The biggest cause for code smell is to under-think your software architecture, and more tangibly, the design patterns in use. Any decent software developer will tell you that there is no silver bullet when it comes to choosing a design pattern, and as such, we often have to choose from off-the-shelf architectures or improvise our own.

In this post I want to share with you a design I found myself using in several projects. I will temporarily refer to it as Feature-Centric Design Pattern (if you have a more creative name please share) and it is becoming especially handy in single-page JavaScript applications.

In its most simple form, a Feature-Centric Design Pattern consists of two areas (or namespaces): Core Classes and Features.

Core Classes

These will consist of any overlapping system/infrastructural functions, namely:
Bootstrapper, used to register features by specifying the name of the feature to be included on startup, and includes the code to load and initialize each feature.
Controller, used as a non-domain-specific orchestrator, for example calling the bootstrapper at startup, showing or hiding views which are loaded from features, etc.
Settings class is just an example of another centralized and generic function, used by features to write or read settings, such as the state of a control or last computed value, etc.


A feature is encapsulated in its own folder and behaves like a separate ecosystem. Ideally, a feature will follow an MVC pattern, hosting all three layers (models, views, and controller) or sometimes HTML, CSS, and JavaScript. A feature is able to listen to events, request the Controller to reveal a specific view, or make use of the Settings helper. All features are registered in the Bootstrapper class, otherwise they will not be loaded.

Also To Consider

I like to have three other areas (or folders) in addition to the two above: libs for libraries such as jQuery and underscore, plugins for self-contained functionality that is not domain-specific, such as shared custom buttons, and finally, a resources folder for the assets. In the Core namespace I also create a Feature class to be extended by all features to help keep things consistent. Click here for for a screenshot showing the structure of my current project.

Why is this good?

This architecture is not for everyone. The greatest benefit is the unparalleled single responsibility and loose coupling. For example, if you have a “Welcome” screen, all the views and logic will be in that one folder/namespace, significantly reducing the risk of bloated controllers. This works great for small and lean applications, especially mobile applications, where you can conceptualize different screens as different features.

Why is this bad?

Have you noticed how all of this is not domain-model friendly?
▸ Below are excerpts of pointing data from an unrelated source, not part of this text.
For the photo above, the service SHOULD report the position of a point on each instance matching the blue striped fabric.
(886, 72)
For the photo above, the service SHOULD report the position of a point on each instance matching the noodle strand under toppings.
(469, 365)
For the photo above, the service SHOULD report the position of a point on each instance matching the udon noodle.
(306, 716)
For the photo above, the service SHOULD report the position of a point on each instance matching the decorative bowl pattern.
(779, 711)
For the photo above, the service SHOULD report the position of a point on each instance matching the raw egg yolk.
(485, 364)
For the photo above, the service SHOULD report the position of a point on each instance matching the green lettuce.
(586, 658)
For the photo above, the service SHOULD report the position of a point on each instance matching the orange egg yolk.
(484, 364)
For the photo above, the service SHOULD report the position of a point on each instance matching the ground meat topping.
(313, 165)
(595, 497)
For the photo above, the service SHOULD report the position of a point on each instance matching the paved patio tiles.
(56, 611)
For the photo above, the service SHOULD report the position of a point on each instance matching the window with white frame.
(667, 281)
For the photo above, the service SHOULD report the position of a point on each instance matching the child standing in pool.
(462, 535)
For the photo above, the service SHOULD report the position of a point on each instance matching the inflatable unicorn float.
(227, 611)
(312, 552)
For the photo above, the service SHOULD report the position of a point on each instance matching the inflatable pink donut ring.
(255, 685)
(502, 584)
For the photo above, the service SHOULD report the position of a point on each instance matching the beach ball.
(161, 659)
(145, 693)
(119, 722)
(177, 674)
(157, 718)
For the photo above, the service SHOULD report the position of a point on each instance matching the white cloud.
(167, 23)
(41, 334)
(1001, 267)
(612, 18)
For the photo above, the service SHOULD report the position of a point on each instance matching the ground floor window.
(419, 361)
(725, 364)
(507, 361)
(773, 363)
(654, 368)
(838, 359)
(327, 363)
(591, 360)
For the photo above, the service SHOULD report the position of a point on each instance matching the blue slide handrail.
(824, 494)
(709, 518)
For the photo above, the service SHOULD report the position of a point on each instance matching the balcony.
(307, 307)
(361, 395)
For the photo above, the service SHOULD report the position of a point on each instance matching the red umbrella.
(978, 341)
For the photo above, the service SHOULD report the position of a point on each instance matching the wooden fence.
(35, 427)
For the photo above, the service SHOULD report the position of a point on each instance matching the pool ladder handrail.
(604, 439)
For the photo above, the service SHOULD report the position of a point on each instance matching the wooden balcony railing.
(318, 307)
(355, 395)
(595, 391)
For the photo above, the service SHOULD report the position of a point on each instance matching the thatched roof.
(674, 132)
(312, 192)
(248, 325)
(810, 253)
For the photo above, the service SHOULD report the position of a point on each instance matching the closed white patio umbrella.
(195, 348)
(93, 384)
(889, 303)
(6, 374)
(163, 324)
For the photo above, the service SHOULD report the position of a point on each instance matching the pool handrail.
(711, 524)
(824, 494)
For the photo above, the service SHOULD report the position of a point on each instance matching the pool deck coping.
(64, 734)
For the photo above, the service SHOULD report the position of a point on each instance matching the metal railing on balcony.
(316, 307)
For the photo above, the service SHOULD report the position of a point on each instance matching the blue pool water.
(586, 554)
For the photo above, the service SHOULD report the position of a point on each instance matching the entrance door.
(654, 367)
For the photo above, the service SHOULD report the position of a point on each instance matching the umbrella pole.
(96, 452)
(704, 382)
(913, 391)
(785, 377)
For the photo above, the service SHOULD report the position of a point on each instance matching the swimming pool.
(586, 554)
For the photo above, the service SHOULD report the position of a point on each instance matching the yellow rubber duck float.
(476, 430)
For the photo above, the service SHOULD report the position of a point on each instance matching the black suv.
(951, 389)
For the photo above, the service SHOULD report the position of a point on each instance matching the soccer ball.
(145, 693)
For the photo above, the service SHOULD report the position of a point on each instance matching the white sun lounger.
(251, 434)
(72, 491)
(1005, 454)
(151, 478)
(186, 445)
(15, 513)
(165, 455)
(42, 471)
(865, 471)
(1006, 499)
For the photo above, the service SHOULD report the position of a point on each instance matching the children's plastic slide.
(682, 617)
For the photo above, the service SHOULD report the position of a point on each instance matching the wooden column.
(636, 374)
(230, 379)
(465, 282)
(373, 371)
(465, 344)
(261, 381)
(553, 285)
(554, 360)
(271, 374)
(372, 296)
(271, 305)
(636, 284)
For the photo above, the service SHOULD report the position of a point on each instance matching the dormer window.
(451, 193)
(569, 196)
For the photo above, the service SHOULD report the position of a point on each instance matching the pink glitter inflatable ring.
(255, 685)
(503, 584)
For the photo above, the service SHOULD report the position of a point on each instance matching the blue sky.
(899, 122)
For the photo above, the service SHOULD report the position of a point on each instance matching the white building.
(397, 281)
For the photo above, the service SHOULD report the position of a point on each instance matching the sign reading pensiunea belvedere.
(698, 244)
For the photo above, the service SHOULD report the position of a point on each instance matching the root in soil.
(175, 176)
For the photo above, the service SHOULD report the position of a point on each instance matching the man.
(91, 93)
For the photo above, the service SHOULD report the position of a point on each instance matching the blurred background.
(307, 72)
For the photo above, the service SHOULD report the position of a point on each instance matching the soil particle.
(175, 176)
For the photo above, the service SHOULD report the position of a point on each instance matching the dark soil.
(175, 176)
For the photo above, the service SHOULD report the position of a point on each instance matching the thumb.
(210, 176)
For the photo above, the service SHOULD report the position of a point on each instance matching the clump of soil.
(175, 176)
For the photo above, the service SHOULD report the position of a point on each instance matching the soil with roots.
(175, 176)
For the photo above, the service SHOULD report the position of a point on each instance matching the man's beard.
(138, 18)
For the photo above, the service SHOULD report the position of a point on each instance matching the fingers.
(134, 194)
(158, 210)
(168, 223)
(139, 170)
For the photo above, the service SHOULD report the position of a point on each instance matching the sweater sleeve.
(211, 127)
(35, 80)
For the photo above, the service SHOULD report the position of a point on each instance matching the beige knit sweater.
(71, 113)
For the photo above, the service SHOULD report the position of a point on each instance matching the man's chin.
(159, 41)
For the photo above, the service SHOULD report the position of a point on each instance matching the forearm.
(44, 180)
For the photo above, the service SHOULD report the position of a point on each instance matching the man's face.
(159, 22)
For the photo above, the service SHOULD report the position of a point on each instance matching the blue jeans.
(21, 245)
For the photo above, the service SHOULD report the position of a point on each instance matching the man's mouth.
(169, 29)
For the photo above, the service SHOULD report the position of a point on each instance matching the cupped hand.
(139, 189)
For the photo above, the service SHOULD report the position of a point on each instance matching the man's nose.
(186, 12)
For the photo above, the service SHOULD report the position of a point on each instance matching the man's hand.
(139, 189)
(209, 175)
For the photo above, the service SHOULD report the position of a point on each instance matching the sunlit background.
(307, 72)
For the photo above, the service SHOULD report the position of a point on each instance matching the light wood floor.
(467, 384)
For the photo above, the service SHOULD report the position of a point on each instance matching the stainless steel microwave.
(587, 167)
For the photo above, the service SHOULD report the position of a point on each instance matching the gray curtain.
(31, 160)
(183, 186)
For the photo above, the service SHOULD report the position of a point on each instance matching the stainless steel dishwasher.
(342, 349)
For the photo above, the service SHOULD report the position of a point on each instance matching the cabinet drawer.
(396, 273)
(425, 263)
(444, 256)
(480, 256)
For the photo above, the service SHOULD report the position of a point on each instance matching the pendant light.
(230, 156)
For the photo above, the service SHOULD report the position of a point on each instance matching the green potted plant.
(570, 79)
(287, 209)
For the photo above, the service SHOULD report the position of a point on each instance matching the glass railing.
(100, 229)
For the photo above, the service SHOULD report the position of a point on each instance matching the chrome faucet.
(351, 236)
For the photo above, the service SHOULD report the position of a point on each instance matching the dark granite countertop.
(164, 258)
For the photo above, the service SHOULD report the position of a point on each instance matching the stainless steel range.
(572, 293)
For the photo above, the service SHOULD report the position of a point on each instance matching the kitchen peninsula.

If you plan on having a lot of models and/or complicated workflows, this design is not for you. If your features (i.e. components) need to continually communicate and are highly dependent on each other, consider a different architecture. Plus be mindful of the lack of testing frameworks.

The Road Ahead

I have been using this in the development of one of my mobile apps, based on PhoneGap and HTML/CSS/JS and so far it has been a great success. I am tweaking and improving as I progress. I am posting this to gauge feedback and based on thatI am considering creating a framework. The framework I am proposing will be based on PhoneGap and will only give developers an underlying architecture to dictate how things should be arranged (to be clear: I am not proposing a UI framework like jQuery Mobile , but an underlying design, like Rails) – what do you think?